- British energy giant BP plans its investments on the back of a $50 to $70 a barrel range to adequately prepare for oil market swings, its Middle East chief told CNBC.
- Crude prices have been on a rollercoaster ride, falling to a year-low on Friday, just weeks after hitting a nearly four-year high in October ahead of U.S. sanctions on Iran.
- Countries like Iraq may see cuts in capital spending from the public sector, putting vital reconstruction projects at risk.
Oil producers across North America may be looking at dialing back their investment plans amid plummeting oil prices in recent weeks, but BP's Middle East chief is unfazed.
The British oil giant has planned its investments with a wide price range in mind, accounting for drops like November's, BP Middle East President Michael Townshend told CNBC on Sunday.
"You don't plan on today's oil prices — you plan on a range," Townshend said during a conference in Dubai organized by the Iraqi British Business Council. "We see a sensible range would be in that $50 to $70 range [?]. And that's what we plan on."

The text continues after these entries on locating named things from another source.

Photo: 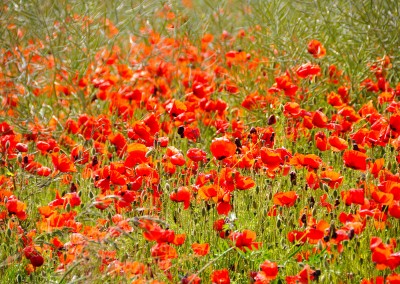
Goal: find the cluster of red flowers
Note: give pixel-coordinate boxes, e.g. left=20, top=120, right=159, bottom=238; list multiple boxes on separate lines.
left=0, top=6, right=400, bottom=284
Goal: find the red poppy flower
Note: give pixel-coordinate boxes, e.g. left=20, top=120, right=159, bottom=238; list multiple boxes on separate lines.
left=211, top=268, right=231, bottom=284
left=328, top=136, right=349, bottom=151
left=229, top=230, right=261, bottom=251
left=307, top=39, right=326, bottom=58
left=296, top=63, right=321, bottom=78
left=343, top=150, right=367, bottom=171
left=169, top=186, right=191, bottom=209
left=260, top=260, right=278, bottom=280
left=273, top=191, right=298, bottom=206
left=210, top=137, right=236, bottom=160
left=192, top=243, right=210, bottom=256
left=51, top=154, right=76, bottom=173
left=150, top=243, right=178, bottom=260
left=320, top=171, right=343, bottom=188
left=186, top=148, right=207, bottom=162
left=340, top=188, right=364, bottom=205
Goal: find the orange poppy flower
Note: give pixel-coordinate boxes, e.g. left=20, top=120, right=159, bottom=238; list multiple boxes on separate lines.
left=343, top=150, right=367, bottom=171
left=211, top=268, right=231, bottom=284
left=169, top=186, right=192, bottom=209
left=312, top=110, right=328, bottom=128
left=328, top=136, right=349, bottom=151
left=273, top=191, right=298, bottom=206
left=229, top=230, right=261, bottom=251
left=51, top=153, right=76, bottom=173
left=320, top=171, right=343, bottom=188
left=192, top=243, right=210, bottom=256
left=307, top=39, right=326, bottom=58
left=260, top=260, right=278, bottom=280
left=210, top=137, right=236, bottom=160
left=296, top=63, right=321, bottom=78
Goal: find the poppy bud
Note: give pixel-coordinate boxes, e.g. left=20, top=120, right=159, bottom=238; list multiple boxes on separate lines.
left=268, top=114, right=276, bottom=125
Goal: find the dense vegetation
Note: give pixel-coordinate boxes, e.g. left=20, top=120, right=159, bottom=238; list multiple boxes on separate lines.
left=0, top=0, right=400, bottom=283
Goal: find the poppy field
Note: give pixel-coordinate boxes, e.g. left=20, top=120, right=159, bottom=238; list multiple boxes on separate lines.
left=0, top=0, right=400, bottom=284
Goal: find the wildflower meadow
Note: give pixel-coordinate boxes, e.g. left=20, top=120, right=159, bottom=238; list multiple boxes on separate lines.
left=0, top=0, right=400, bottom=284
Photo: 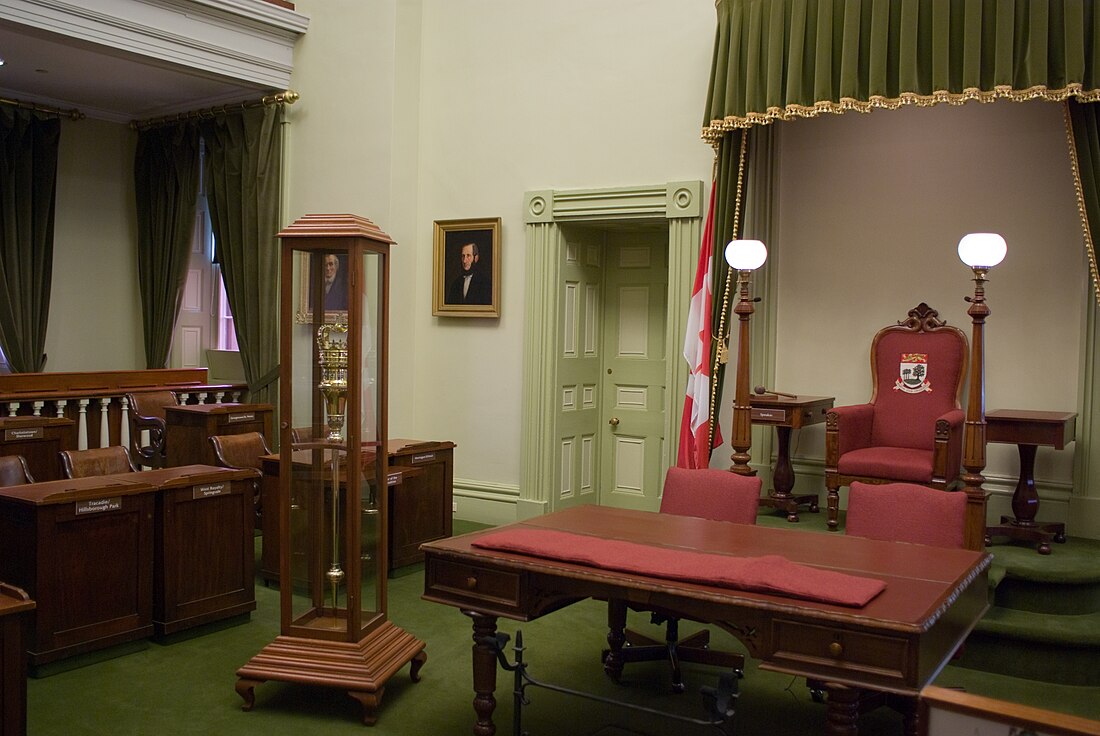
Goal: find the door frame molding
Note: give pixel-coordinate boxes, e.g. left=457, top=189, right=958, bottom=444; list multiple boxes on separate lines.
left=516, top=180, right=703, bottom=519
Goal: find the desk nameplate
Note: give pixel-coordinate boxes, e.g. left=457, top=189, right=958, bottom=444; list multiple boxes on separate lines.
left=3, top=427, right=45, bottom=442
left=75, top=496, right=122, bottom=516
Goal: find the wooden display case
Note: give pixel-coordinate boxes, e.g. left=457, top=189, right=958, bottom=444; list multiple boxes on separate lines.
left=141, top=465, right=256, bottom=636
left=237, top=215, right=427, bottom=724
left=0, top=473, right=156, bottom=666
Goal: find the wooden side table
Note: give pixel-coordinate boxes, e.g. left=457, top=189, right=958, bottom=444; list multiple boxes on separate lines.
left=986, top=409, right=1077, bottom=554
left=749, top=394, right=834, bottom=521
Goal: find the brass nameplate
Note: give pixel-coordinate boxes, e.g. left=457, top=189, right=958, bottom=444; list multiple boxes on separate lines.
left=751, top=408, right=787, bottom=421
left=76, top=496, right=122, bottom=516
left=3, top=427, right=42, bottom=442
left=191, top=483, right=229, bottom=501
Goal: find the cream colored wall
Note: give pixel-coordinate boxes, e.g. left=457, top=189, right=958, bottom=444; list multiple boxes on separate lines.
left=45, top=119, right=145, bottom=371
left=407, top=0, right=714, bottom=488
left=716, top=102, right=1088, bottom=519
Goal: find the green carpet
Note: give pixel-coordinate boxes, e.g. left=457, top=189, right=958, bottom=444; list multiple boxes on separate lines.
left=28, top=514, right=1100, bottom=736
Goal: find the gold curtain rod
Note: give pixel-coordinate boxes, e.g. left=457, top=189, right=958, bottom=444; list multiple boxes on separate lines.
left=0, top=97, right=84, bottom=120
left=130, top=89, right=300, bottom=130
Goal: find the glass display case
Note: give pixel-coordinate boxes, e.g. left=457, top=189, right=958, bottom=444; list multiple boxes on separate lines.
left=237, top=215, right=427, bottom=724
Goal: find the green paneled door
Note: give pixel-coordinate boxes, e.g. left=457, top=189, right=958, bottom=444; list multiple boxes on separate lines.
left=600, top=231, right=669, bottom=510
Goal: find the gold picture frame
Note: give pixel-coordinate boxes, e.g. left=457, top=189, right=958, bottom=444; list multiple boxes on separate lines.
left=294, top=252, right=348, bottom=325
left=431, top=217, right=501, bottom=317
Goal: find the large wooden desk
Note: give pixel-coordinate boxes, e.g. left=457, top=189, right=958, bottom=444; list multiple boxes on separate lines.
left=421, top=506, right=992, bottom=736
left=749, top=394, right=834, bottom=521
left=0, top=417, right=76, bottom=482
left=986, top=409, right=1077, bottom=554
left=0, top=473, right=156, bottom=666
left=0, top=583, right=34, bottom=736
left=164, top=404, right=272, bottom=466
left=136, top=465, right=256, bottom=636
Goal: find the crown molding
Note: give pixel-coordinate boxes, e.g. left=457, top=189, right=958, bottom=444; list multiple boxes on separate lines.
left=0, top=0, right=309, bottom=89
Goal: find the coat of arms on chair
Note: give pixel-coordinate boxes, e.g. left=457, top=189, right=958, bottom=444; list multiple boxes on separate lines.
left=825, top=301, right=970, bottom=530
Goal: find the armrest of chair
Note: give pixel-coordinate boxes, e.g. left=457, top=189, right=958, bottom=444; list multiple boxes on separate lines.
left=825, top=404, right=875, bottom=468
left=932, top=409, right=966, bottom=484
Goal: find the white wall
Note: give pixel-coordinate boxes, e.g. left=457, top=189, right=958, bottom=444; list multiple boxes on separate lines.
left=45, top=119, right=145, bottom=371
left=716, top=101, right=1088, bottom=518
left=406, top=0, right=714, bottom=486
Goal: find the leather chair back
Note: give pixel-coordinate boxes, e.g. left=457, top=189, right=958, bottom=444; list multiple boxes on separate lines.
left=210, top=432, right=272, bottom=470
left=62, top=444, right=138, bottom=477
left=0, top=454, right=34, bottom=486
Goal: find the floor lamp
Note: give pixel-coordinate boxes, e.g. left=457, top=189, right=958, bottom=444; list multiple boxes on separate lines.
left=726, top=240, right=768, bottom=475
left=959, top=232, right=1008, bottom=550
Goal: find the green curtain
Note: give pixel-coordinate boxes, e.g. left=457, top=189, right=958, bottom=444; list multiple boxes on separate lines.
left=1066, top=100, right=1100, bottom=300
left=703, top=0, right=1100, bottom=142
left=0, top=105, right=62, bottom=373
left=134, top=122, right=199, bottom=369
left=200, top=106, right=283, bottom=405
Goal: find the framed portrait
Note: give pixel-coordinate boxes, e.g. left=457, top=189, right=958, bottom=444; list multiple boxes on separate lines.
left=295, top=253, right=349, bottom=323
left=431, top=217, right=501, bottom=317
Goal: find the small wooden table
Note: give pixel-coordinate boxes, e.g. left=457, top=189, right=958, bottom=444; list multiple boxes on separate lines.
left=749, top=394, right=834, bottom=521
left=986, top=409, right=1077, bottom=554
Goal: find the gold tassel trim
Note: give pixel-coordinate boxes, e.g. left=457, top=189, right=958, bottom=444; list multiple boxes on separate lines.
left=702, top=83, right=1100, bottom=146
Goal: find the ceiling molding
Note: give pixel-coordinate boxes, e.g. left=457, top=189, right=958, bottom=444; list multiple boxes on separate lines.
left=0, top=0, right=309, bottom=89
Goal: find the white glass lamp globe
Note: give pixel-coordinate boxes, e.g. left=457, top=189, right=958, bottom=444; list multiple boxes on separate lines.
left=726, top=240, right=768, bottom=271
left=959, top=232, right=1009, bottom=268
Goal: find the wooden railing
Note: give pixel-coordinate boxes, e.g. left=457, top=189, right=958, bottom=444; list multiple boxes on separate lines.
left=0, top=369, right=248, bottom=450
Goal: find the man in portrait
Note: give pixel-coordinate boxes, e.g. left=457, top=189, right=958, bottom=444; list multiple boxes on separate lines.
left=447, top=242, right=493, bottom=304
left=325, top=253, right=348, bottom=311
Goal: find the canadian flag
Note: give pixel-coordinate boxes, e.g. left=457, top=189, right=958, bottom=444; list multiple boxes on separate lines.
left=677, top=184, right=722, bottom=468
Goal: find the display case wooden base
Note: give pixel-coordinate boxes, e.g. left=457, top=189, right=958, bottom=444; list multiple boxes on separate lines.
left=237, top=620, right=428, bottom=726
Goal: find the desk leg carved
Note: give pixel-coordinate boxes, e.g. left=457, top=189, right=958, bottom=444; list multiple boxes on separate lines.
left=604, top=598, right=626, bottom=682
left=825, top=683, right=861, bottom=736
left=462, top=611, right=496, bottom=736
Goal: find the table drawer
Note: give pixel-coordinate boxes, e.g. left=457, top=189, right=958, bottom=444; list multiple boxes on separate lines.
left=771, top=619, right=916, bottom=684
left=750, top=407, right=791, bottom=425
left=425, top=560, right=523, bottom=609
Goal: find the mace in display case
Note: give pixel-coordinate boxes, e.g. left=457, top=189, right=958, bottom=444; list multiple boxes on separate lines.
left=237, top=215, right=427, bottom=724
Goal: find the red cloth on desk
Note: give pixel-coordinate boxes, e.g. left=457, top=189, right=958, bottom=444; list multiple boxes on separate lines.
left=473, top=529, right=887, bottom=607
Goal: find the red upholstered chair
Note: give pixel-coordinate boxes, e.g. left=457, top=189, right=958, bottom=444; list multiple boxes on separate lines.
left=844, top=481, right=967, bottom=549
left=604, top=468, right=760, bottom=692
left=0, top=454, right=34, bottom=486
left=825, top=303, right=969, bottom=530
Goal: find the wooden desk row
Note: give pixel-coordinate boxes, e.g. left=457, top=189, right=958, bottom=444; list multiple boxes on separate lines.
left=0, top=465, right=256, bottom=666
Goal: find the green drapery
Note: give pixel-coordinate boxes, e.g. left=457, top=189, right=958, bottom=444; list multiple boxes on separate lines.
left=134, top=122, right=199, bottom=369
left=0, top=105, right=62, bottom=373
left=703, top=0, right=1100, bottom=142
left=200, top=106, right=283, bottom=405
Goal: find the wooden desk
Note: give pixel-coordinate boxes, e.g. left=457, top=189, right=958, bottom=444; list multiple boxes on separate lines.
left=749, top=394, right=834, bottom=521
left=986, top=409, right=1077, bottom=554
left=138, top=465, right=256, bottom=636
left=164, top=404, right=272, bottom=468
left=0, top=417, right=76, bottom=482
left=421, top=506, right=992, bottom=736
left=0, top=473, right=156, bottom=666
left=0, top=583, right=34, bottom=736
left=260, top=439, right=454, bottom=583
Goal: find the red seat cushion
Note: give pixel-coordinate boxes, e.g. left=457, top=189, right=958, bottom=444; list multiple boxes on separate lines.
left=844, top=481, right=967, bottom=549
left=836, top=447, right=932, bottom=483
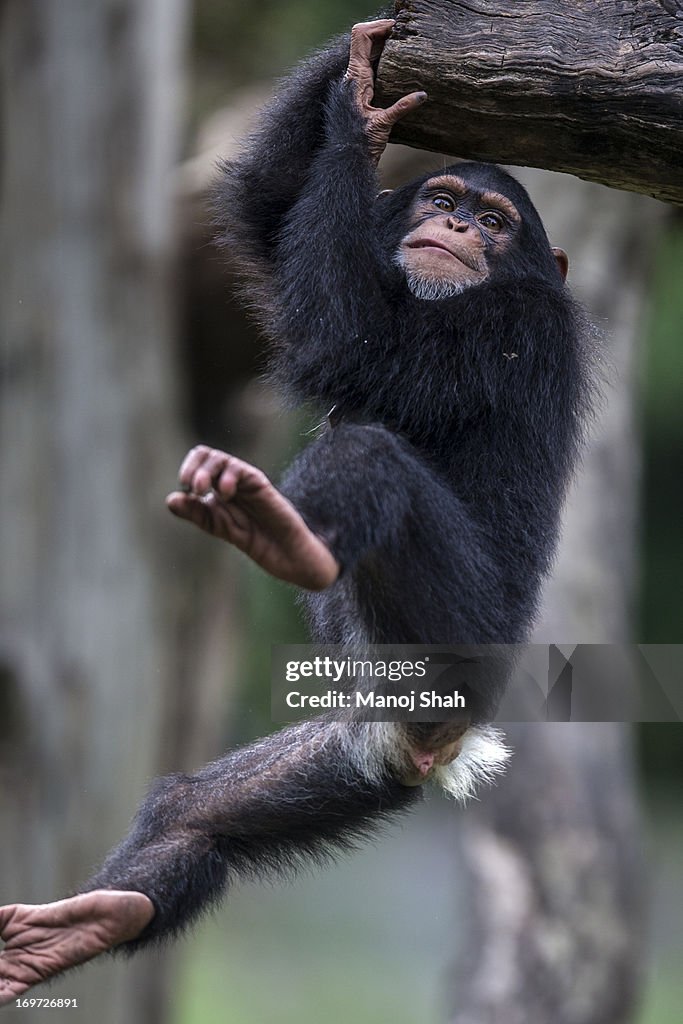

Crude prices have been on a rollercoaster ride, falling to a year-low on Friday, just weeks after hitting a nearly four-year high in October ahead of U.S. sanctions on Iran, OPEC's third-largest oil producer. Dubbed oil's "Black Friday," global benchmark Brent crude dropped 6.1 percent to $58.80, down 22 percent for the month on fears that the world is oversupplied.
The conference, centered on Iraq's reconstruction one year after the defeat of the Islamic State militant group, highlighted the need for investment and improved efficiency in Iraq's power sector. Asked if the lower oil prices would prove problematic for BP's Iraq operations, Townshend replied that the company was prepared for turns in the market.
"Our investment decisions are all based on a range of pricing, they're in that $50 to $70 range — whatever today happens to be, we have no control over whatever tomorrow happens to be," he said. "Our job is to make sure we're as efficient as possible so we can work through whatever the oil price is. We can't predict the oil price."
But if history is any guide, a drop in oil prices means a drop in Iraq's capital expenditure, according to Frank Gunter, professor of economics at Lehigh University in Bethlehem, Pennsylvania. Iraq's government will likely have a much harder time funding its own infrastructure development projects, he said. [?]
When oil prices collapsed in 2014, capital expenditure dropped by 50 percent — meaning important investment projects were abandoned and had to be completely restarted years after.
Speaking at the conference, Gunter pointed out the day's Brent crude price, at just below $60 a barrel.
"At $60 a barrel, the Iraqi government can afford to pay its current expenditures — the pensions, the salaries, the social safety net — but there is nothing left over for infrastructure investment," he warned. "Sure, you can borrow," he added, but noted that borrowing has its limits, especially considering the substantial debt Iraq has racked up in recent years.
"A lot of infrastructure is needed — electricity and water come immediately to mind. Yet it does not appear that the money will be there."
Iraq's parliament this month rejected newly-appointed Prime Minister Adel Abdul-Mahdi's budget plan, which amounted to nearly $107 billion, with an estimated deficit of $19 billion.
Iraq's oil revenues can cover 88 percent of the draft budget, but the parliament's rejection of it stems from the fact that it overlooks several important aspects of reconstruction and infrastructure needs, local lawmakers say. Particularly opposed to the proposed plan are representatives from Basra, the oil-rich southern city that's been wracked by violent protests since July over a collapse in basic services such as drinkable water and electricity.
Mahdi, who formerly served as both oil minister and finance minister, has portrayed himself as a pragmatic economist with the will to take on Iraq's rampant corruption and diversify its revenue sources. Currently, more than 90 percent of the Iraqi government's revenue comes from oil.
After several months of legislative wrangling over government formation, following an election that saw the lowest voter turnout since Saddam Hussein's ouster in 2003, Mahdi has a formidable task ahead of him. Whether he will be able to sidestep the powerful political interests that have benefited from graft and party patronage for years, which contribute to Iraq's reputation for stifling corruption, will be crucial for boosting that much-needed investment.